There are flowers with dark centres, others with contrasting blotches. You can go for double-flowered hybrids, bi-colours, flowers with rounded petals or others with pointy ones. And there’ll be more to come.

Hellebore hybrids are slow to bulk up and take many years to develop.

Unlike most perennials, they’re difficult to propagate from division and impossible from cuttings.

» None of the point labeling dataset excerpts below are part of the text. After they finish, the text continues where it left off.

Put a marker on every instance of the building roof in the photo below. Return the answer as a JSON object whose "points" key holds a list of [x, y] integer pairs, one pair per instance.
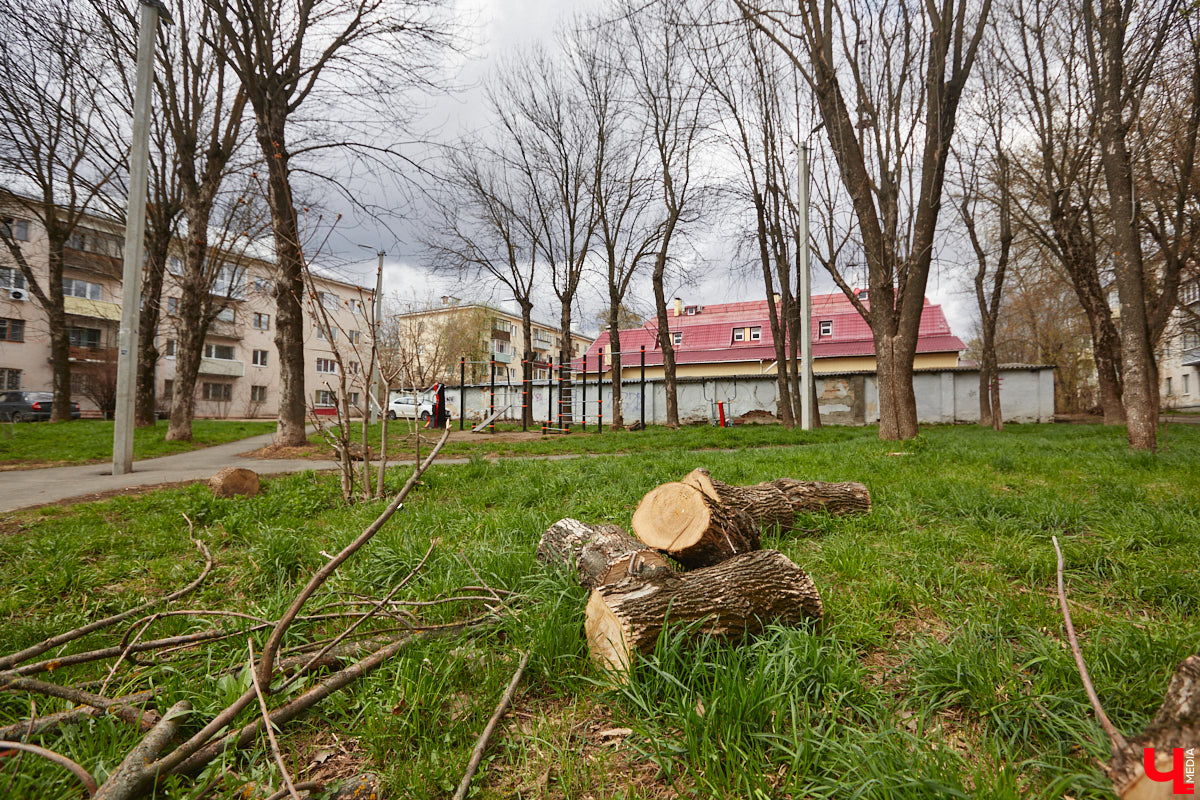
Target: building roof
{"points": [[707, 334]]}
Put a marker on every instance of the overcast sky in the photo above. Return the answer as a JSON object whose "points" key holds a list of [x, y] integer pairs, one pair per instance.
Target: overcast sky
{"points": [[504, 28]]}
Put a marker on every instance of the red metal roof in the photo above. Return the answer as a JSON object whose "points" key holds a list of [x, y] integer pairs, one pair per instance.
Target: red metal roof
{"points": [[708, 334]]}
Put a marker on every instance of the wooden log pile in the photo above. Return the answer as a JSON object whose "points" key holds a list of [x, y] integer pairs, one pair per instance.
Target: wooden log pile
{"points": [[696, 560]]}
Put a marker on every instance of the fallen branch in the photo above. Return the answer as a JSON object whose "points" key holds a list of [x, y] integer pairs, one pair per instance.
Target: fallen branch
{"points": [[1116, 741], [63, 761], [477, 756], [136, 773], [10, 661]]}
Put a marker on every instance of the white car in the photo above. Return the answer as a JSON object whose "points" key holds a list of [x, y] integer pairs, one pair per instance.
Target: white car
{"points": [[417, 407]]}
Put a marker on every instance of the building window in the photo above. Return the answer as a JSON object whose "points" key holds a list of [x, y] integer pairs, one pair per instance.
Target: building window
{"points": [[221, 392], [11, 278], [77, 288], [221, 352], [84, 337], [12, 330], [13, 228]]}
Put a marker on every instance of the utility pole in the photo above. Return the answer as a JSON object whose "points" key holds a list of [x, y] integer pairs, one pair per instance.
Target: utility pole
{"points": [[805, 298], [135, 239]]}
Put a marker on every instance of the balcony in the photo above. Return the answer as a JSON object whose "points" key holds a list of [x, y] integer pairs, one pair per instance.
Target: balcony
{"points": [[222, 367], [93, 355]]}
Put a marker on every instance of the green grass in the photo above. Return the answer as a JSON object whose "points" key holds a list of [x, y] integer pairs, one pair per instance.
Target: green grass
{"points": [[940, 669], [85, 441]]}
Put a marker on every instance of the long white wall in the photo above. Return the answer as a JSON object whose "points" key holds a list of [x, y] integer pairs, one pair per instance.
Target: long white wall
{"points": [[852, 398]]}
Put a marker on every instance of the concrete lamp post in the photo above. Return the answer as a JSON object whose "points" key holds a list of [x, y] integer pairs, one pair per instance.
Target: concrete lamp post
{"points": [[135, 239]]}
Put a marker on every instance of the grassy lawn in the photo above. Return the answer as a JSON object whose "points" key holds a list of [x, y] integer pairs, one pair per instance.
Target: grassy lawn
{"points": [[941, 669], [85, 441]]}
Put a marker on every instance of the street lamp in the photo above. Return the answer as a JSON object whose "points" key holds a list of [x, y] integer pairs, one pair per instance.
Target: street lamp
{"points": [[135, 239]]}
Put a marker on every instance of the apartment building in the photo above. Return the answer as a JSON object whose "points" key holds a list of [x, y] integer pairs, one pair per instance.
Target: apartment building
{"points": [[239, 373], [430, 343], [735, 338]]}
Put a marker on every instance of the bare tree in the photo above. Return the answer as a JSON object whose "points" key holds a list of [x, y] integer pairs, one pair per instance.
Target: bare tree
{"points": [[672, 98], [628, 220], [487, 229], [293, 55], [52, 92], [1055, 181], [906, 65]]}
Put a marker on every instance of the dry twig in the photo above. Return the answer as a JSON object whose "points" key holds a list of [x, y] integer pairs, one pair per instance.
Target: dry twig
{"points": [[49, 755], [477, 756], [1116, 741]]}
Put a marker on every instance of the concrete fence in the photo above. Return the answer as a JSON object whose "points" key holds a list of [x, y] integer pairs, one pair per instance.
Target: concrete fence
{"points": [[849, 398]]}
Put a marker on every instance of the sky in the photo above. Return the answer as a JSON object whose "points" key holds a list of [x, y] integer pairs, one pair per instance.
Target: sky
{"points": [[502, 29]]}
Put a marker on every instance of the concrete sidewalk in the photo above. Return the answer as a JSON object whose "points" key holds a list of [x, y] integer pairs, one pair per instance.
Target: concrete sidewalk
{"points": [[34, 487]]}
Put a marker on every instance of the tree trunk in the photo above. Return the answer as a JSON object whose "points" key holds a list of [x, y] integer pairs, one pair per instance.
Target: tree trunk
{"points": [[898, 402], [777, 503], [727, 601], [665, 342], [691, 527], [289, 288], [144, 413], [1140, 373], [598, 554], [618, 416]]}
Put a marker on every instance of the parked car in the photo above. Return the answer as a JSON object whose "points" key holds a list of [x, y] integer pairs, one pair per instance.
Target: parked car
{"points": [[417, 407], [29, 407]]}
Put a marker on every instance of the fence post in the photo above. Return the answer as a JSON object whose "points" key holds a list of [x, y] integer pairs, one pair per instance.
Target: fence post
{"points": [[641, 388]]}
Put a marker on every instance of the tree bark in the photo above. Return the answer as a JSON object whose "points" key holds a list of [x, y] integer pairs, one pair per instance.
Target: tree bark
{"points": [[777, 503], [598, 554], [691, 527], [727, 601]]}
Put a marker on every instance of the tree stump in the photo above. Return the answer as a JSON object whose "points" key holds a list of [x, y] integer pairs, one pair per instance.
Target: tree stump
{"points": [[777, 503], [597, 554], [1175, 726], [733, 599], [691, 527]]}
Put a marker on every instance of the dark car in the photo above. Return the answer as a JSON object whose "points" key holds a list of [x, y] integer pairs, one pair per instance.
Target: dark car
{"points": [[29, 407]]}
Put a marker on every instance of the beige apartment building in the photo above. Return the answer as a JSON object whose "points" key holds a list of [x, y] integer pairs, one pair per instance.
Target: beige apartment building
{"points": [[239, 373], [431, 342]]}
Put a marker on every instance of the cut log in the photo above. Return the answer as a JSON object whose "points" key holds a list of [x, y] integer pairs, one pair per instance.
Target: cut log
{"points": [[597, 554], [1175, 726], [733, 599], [691, 527], [777, 503]]}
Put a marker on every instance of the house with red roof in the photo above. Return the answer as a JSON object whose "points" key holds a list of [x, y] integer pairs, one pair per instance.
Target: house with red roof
{"points": [[735, 338]]}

They don’t take kindly to mass micropropagation either, so named clonal varieties are hard to come by.

But all hellebores seed freely and, if protected from cross pollination, come pretty true to their parents.

Ashwood offer selected seedlings in specific colour groups. They’re also affordable, running from less than £5 to around £30 for recent introductions.

Thrive on neglect

Oriental hellebores are easy to grow. They benefit from humus-rich soil, which drains freely but stays moist during the flowering period. If planted under trees, they’ll enjoy the partial shade. They dislike wind — especially when flowering — and fair poorly in deep shade or full sun.

Unlike most perennials, which need regular splitting, hellebores are best left untouched. John Massey recommends feeding once in early spring and again in August or September when new growth begins. I use chicken manure pellets (sparingly).

The least dangerous time to divide mature plants is in August, just before the roots come out of dormancy. Re-plant your divisions straight away, in moist, humus-rich soil.

I cut all leaves away from my hellebores in late summer before the new season’s shoots emerge. That avoids the risk of black-spot disease being carried over from the old foliage.

Wonderful though fancy hybrids are, spare a little space for the prettiest of the wild species. My favourite, the Bosnian native Helleborus torquatus has divided leaves and flowers whose black sepal-backs contrast gorgeously with the flowers’ lime green interiors.

The Christmas rose, H. niger, is a superb species but only if it likes your soil.

When happy, in good loam and a sheltered corner, the big snow-white flowers are plentiful and long-lasting.

It’s also the best hellebore for picking and bringing indoors. Despite the festive the name, it seldom flowers until around Ash Wednesday.